Some Thoughts on How the Proposed Burn Permit Fees Would Impact the Fire Safe Council

Post date: Jul 8, 2014 6:54:55 PM

 Our pile burns are considered prescribed burns, and the Air District does come out and look at the areas where we plan to burn ahead of time. When we burn in a new area, we need to file a new Smoke Management Plan, which we renew for as long as our funding holds out or as long as it takes to finish the burns, which ever comes first. Our next project along the Warrenella will probably require a $200 fee for the first year and $150 the second.

BUT, the projected El Nino appears less likely with each passing day, cf. http://www.weatherwest.com/archives/1594 and http://theweathercentre.blogspot.com/2014/07/el-nino-in-serious-trouble-upcoming.html. Were the climate pattern of the last few winters to repeat itself, we would have to re-think the amount of pile burning we could do.

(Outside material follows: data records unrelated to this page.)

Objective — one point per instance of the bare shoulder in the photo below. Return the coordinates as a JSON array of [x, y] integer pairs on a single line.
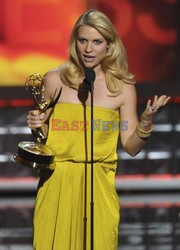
[[129, 93], [53, 76], [52, 82]]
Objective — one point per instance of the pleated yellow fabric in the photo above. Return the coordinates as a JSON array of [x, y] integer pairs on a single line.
[[62, 210]]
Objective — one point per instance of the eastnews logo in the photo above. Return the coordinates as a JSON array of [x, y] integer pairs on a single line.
[[97, 125]]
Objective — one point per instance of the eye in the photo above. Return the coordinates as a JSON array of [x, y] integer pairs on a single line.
[[82, 40]]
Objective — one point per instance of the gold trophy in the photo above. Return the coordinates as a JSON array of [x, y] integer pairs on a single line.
[[36, 154]]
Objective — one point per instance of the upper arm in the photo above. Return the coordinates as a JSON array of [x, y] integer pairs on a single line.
[[128, 112], [52, 85]]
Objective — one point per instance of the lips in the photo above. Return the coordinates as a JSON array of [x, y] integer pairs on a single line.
[[88, 58]]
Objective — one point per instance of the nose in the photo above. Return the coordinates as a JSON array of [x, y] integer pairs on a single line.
[[88, 47]]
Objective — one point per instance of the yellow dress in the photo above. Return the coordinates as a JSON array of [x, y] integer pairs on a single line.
[[62, 210]]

That, in turn, places us squarely on the horns of a dilemma. The San Vicente Redwoods, where our Warrenella project lies, are in large part conservation and restoration lands. Since the forest and chaparral there are fire ecologies, restoration and conservation would ideally involve reintroducing low-intensity fires. Moreover, since the fire science literature is unclear about what vegetation management techniques work best in those ecologies, our grant involves doing a mixture of pile burning, lop-and-scatter, and mastication in order to contribute to understanding what the best technique will be going forward. In other words, from an ecological standpoint, prescribed burns are preferable, and we need to do the experiments to determine where they should stand in the array of vegetation management techniques available.